Phosphorus 32 radiolabeled compounds

Phosphorus 32 radiolabeled compounds

Phosphorus (P) has 23 known isotopes with a mass number ranging from 24 to 46. Only one is stable, P-31, making phosphorus a monoisotopic element.
Longer-lived phosphorus radioisotopes are phosphorus 33 (P-33) (half-life of 25.34 days) and phosphorus 32 (P-32) (14.263 days). All other isotopes have a half-life of less than 2.5 minutes, and most of them less than one second.
Phosphorus 32 (P-32) is the phosphorus isotope whose nucleus consists of 15 protons and 17 neutrons.
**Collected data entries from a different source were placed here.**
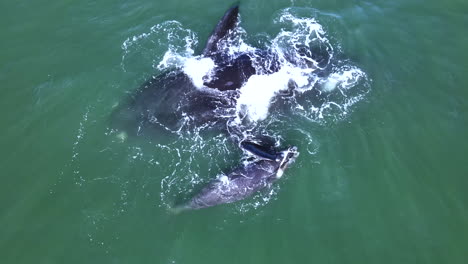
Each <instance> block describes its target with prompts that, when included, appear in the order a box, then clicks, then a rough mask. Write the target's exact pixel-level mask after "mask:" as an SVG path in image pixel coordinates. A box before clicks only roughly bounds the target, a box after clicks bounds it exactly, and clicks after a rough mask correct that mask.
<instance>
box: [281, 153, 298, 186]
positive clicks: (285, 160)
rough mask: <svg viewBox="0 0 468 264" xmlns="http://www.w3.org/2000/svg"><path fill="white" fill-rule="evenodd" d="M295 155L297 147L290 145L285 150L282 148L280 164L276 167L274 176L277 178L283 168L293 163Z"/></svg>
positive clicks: (293, 162)
mask: <svg viewBox="0 0 468 264" xmlns="http://www.w3.org/2000/svg"><path fill="white" fill-rule="evenodd" d="M297 156H299V152H298V151H297V147H295V146H292V147H289V148H288V149H287V150H284V151H282V152H281V157H282V159H281V161H280V165H279V168H278V171H277V172H276V178H277V179H279V178H281V176H283V173H284V170H285V169H286V168H287V167H288V166H289V165H291V164H292V163H294V161H295V160H296V158H297Z"/></svg>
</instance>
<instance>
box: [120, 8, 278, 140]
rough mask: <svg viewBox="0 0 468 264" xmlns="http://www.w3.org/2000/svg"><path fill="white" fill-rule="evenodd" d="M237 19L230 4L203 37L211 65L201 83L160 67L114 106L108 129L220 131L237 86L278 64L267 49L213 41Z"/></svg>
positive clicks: (161, 132) (176, 72)
mask: <svg viewBox="0 0 468 264" xmlns="http://www.w3.org/2000/svg"><path fill="white" fill-rule="evenodd" d="M238 21H239V7H238V6H234V7H232V8H230V9H229V10H227V12H226V13H225V14H224V16H223V17H222V18H221V20H220V21H219V22H218V24H217V25H216V27H215V28H214V30H213V32H212V34H211V36H210V37H209V39H208V41H207V44H206V46H205V48H204V49H203V52H202V54H201V58H210V59H212V60H213V61H214V62H215V65H216V67H215V68H214V72H213V74H212V76H211V78H209V79H206V80H205V81H204V83H203V86H204V87H202V88H199V87H196V86H195V85H194V84H193V82H192V80H191V78H190V77H189V76H187V74H185V73H184V72H183V71H182V69H172V70H166V71H164V72H162V73H161V74H159V75H157V76H154V77H151V78H150V79H149V80H147V81H146V82H145V83H143V85H141V87H140V88H139V89H138V90H137V91H136V92H134V93H132V94H130V96H129V97H128V98H127V100H126V101H124V102H123V103H122V104H120V105H119V106H118V107H117V108H116V109H114V111H113V113H112V116H111V122H112V127H114V128H117V129H119V130H123V131H125V133H127V134H131V135H144V134H146V135H162V134H163V132H168V134H173V133H177V131H180V130H181V129H192V128H200V127H202V128H207V130H215V131H225V130H226V124H227V122H228V121H229V120H231V119H234V118H235V117H236V100H237V98H238V97H239V88H241V87H242V85H243V84H244V83H246V82H247V80H248V79H249V78H250V77H251V76H252V75H254V74H270V73H273V72H276V71H278V70H279V68H280V65H279V64H280V63H279V61H278V58H277V57H276V55H275V54H274V53H273V52H271V51H268V50H260V49H257V50H255V51H250V52H244V53H239V54H234V55H232V54H231V55H227V54H225V53H224V50H223V49H222V47H220V46H222V45H218V44H220V41H221V40H222V39H225V38H227V37H229V34H230V33H232V32H234V30H235V28H236V26H237V24H238ZM266 62H268V63H266ZM254 64H255V65H257V68H254V66H253V65H254ZM258 65H268V66H263V68H258V67H259V66H258ZM155 132H156V133H155Z"/></svg>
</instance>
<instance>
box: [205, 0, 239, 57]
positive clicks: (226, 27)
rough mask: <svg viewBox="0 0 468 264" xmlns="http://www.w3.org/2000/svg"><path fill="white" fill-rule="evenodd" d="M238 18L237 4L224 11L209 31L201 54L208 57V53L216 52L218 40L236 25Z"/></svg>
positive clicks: (214, 52)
It disintegrates by emitting a β- (1.71 MeV) particle in 32S with a half-life of 14.263 days. It is an artificial radioactive substance obtained by neutron bombardment of stable phosphorus.
Phosphorus 32 is a high-energy beta- pure emitter, the continuous spectrum of which has a maximum energy of 1.7 MeV and an average energy of 0.7 MeV.
Phosphorus 32 is one of the most commonly used research emitters and is the one with the highest energy. Its use in molecular biology has become widespread by the use of specific high-activity nucleotides to mark DNA.
Phosphorus 32 may also be used in phosphorylation reactions. More precisely, it is used in the study of the migration of fertilizers (phosphates) in soils.
In the medical field, phosphorus-32 has been used for the treatment of polyglobulia, but this is increasingly rare.